Ignite Cache Rebalance Test

When a new node joins the cluster, some of the partitions are relocated to the new node so that the data remains distributed equally in the cluster. This process is called cache rebalancing. If an existing node permanently leaves the cluster and backups are not configured, you lose the partitions stored on this node. When backups are configured, one of the backup copies of the lost partitions becomes a primary partition and the rebalancing process is initiated.

The rebalancing process is key to balancing the cluster nodes and ensuring that data is properly spread across the nodes in the cluster. That's why it is really important to monitor rebalancing process to ensure that it is working efficiently and issues if any, are addressed before it can affect application performance.

This test monitors the rebalancing process and provides key statistics like speed, size etc. which help administrators draw insights about the efficiency of rebalancing process.

Target of the test : Apache Ignite Server

Agent deploying the test : An internal or external agent

Outputs of the test : One set of results for each Apache Ignite Server

Configurable parameters for the test

Parameter

Description

Test period

How often should the test be executed.

Host

Enter the IP address of the Apache Ignite cluster.

Port

Enter the port number on which JMX connector listens to incoming connections requests.

JMX Remote Port

In this text box, enter the name of a virtual warehouse that needs to be monitored. The JMX connector listens on 8686 by default. If it listens on different port in your environment then specify the same.

JMX User

Specify the credentials of the user who is authorized to use JMX.

JMX Password

Specify the password for the authorized user.

Confirm Password

Confirm the password by retyping it here.

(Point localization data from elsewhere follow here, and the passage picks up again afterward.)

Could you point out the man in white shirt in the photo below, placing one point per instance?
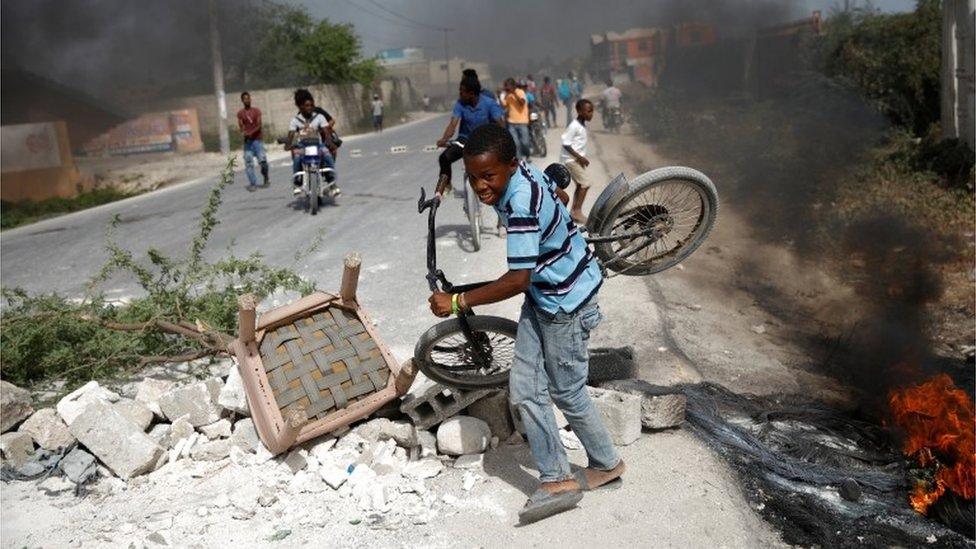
(573, 155)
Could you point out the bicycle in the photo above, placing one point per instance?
(472, 206)
(636, 228)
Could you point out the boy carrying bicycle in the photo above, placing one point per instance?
(550, 263)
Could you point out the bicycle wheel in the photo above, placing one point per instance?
(678, 204)
(314, 183)
(446, 356)
(472, 207)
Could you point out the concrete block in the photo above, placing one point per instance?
(47, 430)
(661, 407)
(435, 403)
(116, 441)
(15, 406)
(198, 400)
(621, 414)
(494, 409)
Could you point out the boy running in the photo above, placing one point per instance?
(573, 155)
(550, 263)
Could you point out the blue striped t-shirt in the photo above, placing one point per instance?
(542, 237)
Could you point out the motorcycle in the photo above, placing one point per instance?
(318, 180)
(537, 134)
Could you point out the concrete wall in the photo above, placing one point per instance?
(347, 103)
(36, 163)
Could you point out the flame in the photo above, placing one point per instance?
(939, 425)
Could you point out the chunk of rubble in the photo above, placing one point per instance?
(232, 396)
(136, 412)
(219, 429)
(79, 466)
(47, 429)
(461, 435)
(198, 401)
(403, 432)
(117, 442)
(148, 392)
(72, 405)
(15, 405)
(16, 447)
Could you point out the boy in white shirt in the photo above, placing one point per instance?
(573, 155)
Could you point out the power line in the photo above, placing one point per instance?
(405, 18)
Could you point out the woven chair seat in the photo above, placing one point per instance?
(322, 363)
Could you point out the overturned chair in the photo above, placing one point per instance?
(315, 365)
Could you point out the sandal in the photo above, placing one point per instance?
(543, 504)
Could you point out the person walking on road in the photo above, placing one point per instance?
(377, 113)
(517, 106)
(547, 100)
(249, 124)
(573, 155)
(550, 263)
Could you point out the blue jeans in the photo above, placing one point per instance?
(254, 148)
(523, 143)
(551, 365)
(296, 161)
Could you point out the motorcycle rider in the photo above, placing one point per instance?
(309, 125)
(474, 108)
(610, 99)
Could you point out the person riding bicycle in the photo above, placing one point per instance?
(550, 264)
(311, 126)
(473, 109)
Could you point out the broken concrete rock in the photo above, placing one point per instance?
(403, 433)
(232, 396)
(136, 412)
(198, 400)
(461, 435)
(218, 429)
(661, 407)
(148, 392)
(494, 409)
(117, 442)
(72, 405)
(621, 414)
(79, 466)
(16, 447)
(15, 406)
(47, 430)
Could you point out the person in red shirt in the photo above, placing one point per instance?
(249, 122)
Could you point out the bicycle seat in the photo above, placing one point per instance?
(559, 174)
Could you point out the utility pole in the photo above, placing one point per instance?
(218, 80)
(447, 61)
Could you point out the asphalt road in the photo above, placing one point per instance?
(376, 216)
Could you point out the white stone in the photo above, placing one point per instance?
(136, 412)
(403, 432)
(15, 405)
(470, 461)
(218, 429)
(461, 435)
(296, 460)
(16, 447)
(72, 405)
(198, 400)
(114, 440)
(232, 396)
(423, 469)
(245, 435)
(148, 392)
(47, 429)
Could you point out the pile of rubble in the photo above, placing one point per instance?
(161, 428)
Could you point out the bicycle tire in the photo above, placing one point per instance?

Measurements made by the test

Measurement

Description

Measurement Unit

Interpretation

Rebalance clearing partitions left

Indicates the total number of partitions that need be cleared before the rebalancing process could start.

Number

This given an indication of time left before rebalancing will start. If there are too many partitions to be cleared before rebalancing process can start, the overall process time will be high.

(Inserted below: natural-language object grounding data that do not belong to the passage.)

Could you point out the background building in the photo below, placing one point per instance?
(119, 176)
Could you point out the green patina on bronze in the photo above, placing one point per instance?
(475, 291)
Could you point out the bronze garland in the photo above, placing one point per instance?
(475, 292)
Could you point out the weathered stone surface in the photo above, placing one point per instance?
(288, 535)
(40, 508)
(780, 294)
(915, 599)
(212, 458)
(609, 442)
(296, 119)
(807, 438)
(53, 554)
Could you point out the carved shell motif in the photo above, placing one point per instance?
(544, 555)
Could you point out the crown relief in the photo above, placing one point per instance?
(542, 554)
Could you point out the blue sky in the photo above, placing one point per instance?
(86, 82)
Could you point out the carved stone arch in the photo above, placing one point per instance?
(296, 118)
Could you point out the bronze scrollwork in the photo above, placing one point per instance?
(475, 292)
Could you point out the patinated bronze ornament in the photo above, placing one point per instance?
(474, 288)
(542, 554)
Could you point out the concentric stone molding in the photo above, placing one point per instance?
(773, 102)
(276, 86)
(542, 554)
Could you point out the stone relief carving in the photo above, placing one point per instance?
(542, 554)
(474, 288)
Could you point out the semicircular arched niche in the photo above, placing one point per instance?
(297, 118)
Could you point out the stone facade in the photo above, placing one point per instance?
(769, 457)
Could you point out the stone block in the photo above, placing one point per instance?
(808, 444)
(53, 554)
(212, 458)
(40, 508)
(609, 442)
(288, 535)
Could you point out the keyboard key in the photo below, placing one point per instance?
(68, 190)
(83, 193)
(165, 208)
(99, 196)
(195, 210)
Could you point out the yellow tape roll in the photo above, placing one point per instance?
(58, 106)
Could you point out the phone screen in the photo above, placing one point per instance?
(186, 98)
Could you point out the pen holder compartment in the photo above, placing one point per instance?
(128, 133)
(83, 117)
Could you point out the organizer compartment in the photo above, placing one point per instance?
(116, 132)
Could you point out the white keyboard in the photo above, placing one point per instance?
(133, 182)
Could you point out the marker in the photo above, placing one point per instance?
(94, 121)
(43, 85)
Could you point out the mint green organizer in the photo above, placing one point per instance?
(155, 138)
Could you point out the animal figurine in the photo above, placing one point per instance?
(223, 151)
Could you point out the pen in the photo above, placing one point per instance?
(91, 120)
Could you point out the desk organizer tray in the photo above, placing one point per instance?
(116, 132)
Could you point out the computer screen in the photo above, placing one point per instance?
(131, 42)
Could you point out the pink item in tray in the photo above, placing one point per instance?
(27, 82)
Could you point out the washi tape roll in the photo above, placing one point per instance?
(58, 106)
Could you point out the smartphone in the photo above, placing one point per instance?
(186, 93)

Number of already rebalanced keys

Indicates the total number cache keys which are already rebalanced during last few rebalancing sessions.

Number

If there is already large percentage of keys which are already rebalanced, the rebalancing process will be quick. If the process is still taking time you may have to take a look.

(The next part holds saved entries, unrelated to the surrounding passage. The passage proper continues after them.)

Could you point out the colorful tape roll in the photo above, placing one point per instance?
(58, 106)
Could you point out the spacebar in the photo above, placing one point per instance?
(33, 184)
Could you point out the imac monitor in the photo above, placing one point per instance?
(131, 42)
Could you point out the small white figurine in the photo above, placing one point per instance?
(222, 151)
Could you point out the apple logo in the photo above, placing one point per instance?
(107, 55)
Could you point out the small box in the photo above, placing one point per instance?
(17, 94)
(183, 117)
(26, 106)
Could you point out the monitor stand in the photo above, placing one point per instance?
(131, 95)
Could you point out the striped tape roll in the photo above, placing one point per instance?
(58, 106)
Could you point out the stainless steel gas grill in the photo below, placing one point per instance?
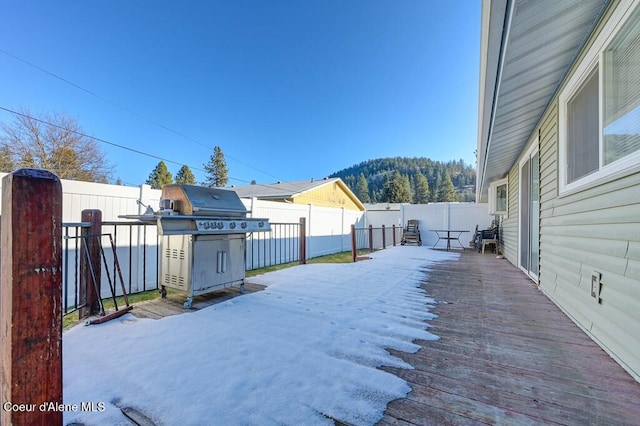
(202, 239)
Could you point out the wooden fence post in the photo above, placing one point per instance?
(303, 240)
(31, 302)
(384, 238)
(393, 234)
(371, 238)
(354, 249)
(89, 292)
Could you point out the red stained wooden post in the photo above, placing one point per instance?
(31, 302)
(384, 238)
(371, 238)
(393, 234)
(87, 291)
(303, 240)
(354, 249)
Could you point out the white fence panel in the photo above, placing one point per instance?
(442, 216)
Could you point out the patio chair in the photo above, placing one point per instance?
(411, 234)
(487, 237)
(474, 240)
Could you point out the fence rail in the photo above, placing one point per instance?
(280, 245)
(136, 255)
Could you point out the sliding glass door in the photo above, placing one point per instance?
(530, 213)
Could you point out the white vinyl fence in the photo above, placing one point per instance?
(327, 229)
(435, 216)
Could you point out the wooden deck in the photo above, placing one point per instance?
(507, 355)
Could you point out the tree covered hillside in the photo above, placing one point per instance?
(410, 180)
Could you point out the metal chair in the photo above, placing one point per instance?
(489, 236)
(411, 234)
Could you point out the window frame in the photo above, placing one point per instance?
(594, 58)
(493, 197)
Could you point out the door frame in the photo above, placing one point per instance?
(529, 154)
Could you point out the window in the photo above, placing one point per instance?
(498, 197)
(582, 130)
(600, 106)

Estimated rebalancing speed

Indicates the average speed of data transfer between the nodes during the rebalancing process.

MB/Sec

If the rebalancing speed is trending upwards over a number of measurements, it might be a cause of concern.

 

Estimated rebalancing speed in keys

Indicates the average number of keys transferred per second between the nodes.

Number

Rebalancing partitions on current node

Indicates the number of partitions on current node which are under rebalancing.

Number

If there are too many partitions being rebalanced on a given node, the process might be slow.

Rebalancing start time

The time when rebalancing of local partitions started for the cache. This metric will return 0 if the local partitions do not participate in the rebalancing.

Number

If rebalancing has been going on for a very long time, the start time might be of great value to administrators.